Spark dataframes are not used like that in Spark ML; all your features need to be vectors in a single column, usually named features. Here is how you can do it using the 5 rows you have provided as an example:

spark.version
# u'2.2.0'

from pyspark.sql import Row
from pyspark.ml.linalg import Vectors

# your sample data:
temp_df = spark.createDataFrame([Row(V4366=0.0, V4460=0.232, V4916=-0.017, V1495=-0.104, V1639=0.005, V1967=-0.008, V3049=0.177, V3746=-0.675, V3869=-3.451, V524=0.004, V5409=0), Row(V4366=0.0, V4460=0.111, V4916=-0.003, V1495=-0.137, V1639=0.001, V1967=-0.01, V3049=0.01, V3746=-0.867, V3869=-2.759, V524=0.0, V5409=0), Row(V4366=0.0, V4460=-0.391, V4916=-0.003, V1495=-0.155, V1639=-0.006, V1967=-0.019, V3049=-0.706, V3746=0.166, V3869=0.189, V524=0.001, V5409=0), Row(V4366=0.0, V4460=0.098, V4916=-0.012, V1495=-0.108, V1639=0.005, V1967=-0.002, V3049=0.033, V3746=-0.787, V3869=-0.926, V524=0.002, V5409=0), Row(V4366=0.0, V4460=0.026, V4916=-0.004, V1495=-0.139, V1639=0.003, V1967=-0.006, V3049=-0.045, V3746=-0.208, V3869=-0.782, V524=0.001, V5409=0)])
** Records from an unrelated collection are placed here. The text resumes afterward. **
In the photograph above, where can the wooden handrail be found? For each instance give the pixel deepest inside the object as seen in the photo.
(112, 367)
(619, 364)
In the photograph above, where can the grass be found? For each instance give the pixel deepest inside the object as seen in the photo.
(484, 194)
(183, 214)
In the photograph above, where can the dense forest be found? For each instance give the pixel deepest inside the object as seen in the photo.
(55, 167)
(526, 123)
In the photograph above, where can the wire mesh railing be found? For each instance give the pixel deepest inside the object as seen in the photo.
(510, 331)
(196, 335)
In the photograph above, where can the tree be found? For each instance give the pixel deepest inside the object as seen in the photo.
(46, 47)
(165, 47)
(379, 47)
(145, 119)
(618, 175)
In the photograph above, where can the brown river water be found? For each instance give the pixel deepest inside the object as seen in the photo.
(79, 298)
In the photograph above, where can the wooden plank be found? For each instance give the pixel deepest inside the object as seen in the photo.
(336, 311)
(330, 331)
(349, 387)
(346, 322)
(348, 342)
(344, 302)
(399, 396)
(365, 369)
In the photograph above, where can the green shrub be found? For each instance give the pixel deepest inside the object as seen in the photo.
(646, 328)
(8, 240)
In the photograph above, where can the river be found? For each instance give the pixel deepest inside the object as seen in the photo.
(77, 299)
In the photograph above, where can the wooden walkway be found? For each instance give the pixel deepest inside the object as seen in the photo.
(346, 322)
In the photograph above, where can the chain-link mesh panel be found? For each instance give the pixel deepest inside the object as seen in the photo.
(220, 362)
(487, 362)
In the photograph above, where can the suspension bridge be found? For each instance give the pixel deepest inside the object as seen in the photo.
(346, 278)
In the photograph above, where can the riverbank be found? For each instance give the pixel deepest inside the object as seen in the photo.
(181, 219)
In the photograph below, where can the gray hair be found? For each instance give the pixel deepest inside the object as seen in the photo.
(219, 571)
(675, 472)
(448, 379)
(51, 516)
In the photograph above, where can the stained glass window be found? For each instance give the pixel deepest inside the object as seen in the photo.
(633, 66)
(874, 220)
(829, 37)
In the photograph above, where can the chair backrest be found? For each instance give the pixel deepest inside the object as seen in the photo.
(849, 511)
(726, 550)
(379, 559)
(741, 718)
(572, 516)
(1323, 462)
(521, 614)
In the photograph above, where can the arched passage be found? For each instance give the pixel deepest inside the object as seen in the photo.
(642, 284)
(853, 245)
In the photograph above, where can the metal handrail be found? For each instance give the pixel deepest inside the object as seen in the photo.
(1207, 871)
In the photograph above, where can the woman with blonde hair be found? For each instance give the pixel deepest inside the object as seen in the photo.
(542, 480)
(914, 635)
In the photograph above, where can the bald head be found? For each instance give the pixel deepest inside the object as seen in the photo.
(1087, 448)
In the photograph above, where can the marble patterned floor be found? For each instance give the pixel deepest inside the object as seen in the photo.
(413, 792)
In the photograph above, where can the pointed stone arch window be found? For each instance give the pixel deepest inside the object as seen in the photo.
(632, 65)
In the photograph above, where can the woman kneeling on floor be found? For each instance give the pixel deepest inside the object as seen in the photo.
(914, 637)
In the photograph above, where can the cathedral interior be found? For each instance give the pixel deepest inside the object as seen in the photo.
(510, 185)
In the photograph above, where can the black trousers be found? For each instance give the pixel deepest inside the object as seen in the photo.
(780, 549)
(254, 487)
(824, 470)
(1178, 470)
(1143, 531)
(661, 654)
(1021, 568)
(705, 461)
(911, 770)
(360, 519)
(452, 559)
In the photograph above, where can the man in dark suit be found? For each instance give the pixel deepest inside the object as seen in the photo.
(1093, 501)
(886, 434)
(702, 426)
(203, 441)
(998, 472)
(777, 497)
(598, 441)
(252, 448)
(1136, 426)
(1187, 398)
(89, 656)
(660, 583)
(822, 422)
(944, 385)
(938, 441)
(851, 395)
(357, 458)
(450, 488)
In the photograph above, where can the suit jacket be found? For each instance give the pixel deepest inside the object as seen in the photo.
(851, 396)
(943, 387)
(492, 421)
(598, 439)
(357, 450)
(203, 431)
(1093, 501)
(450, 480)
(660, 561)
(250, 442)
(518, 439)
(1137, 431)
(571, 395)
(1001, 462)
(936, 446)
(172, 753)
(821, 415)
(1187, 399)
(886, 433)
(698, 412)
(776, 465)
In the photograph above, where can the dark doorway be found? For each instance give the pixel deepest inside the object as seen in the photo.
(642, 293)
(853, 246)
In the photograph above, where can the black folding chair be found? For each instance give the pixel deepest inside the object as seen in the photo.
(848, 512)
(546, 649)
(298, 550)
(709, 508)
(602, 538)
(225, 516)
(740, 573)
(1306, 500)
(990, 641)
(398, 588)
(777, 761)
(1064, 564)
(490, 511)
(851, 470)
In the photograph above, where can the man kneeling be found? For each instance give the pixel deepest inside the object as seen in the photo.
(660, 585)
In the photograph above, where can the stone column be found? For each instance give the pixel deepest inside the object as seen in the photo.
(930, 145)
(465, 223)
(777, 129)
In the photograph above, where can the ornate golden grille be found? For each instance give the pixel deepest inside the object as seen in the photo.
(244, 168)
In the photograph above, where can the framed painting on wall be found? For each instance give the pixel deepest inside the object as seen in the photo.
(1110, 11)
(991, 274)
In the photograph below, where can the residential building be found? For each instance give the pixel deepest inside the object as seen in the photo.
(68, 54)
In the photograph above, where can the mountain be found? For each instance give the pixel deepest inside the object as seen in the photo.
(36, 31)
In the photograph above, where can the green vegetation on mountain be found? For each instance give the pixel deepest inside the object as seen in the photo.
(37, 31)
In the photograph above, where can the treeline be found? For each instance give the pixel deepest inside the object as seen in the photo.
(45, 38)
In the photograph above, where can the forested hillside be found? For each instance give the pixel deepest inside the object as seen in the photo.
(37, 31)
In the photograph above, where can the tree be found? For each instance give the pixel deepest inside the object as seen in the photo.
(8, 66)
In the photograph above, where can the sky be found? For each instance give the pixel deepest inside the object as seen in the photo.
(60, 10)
trainingData=temp_df.rdd.map(lambda x:(Vectors.dense(x[0:-1]), x[-1])).toDF(["features", "label"])
trainingData.show()
# +--------------------+-----+ 
# |            features|label|
# +--------------------+-----+
# |[-0.104,0.005,-0....|    0| 
# |[-0.137,0.001,-0....|    0|
# |[-0.155,-0.006,-0...|    0|
# |[-0.108,0.005,-0....|    0|
# |[-0.139,0.003,-0....|    0|
# +--------------------+-----+

after which, your pipeline should run fine (I am assuming that indeed you have multi-class classification, since your sample contains only 0's as labels) with only changing the label column in your rf and evaluator as follows:

rf = RandomForestClassifier(numTrees=100, maxDepth=5, maxBins=5, labelCol="label",featuresCol="features",seed=42)
evaluator = MulticlassClassificationEvaluator().setLabelCol("label").setPredictionCol("prediction").setMetricName("accuracy")

Finally, print accuracy will not work - you'll need model.avgMetrics instead.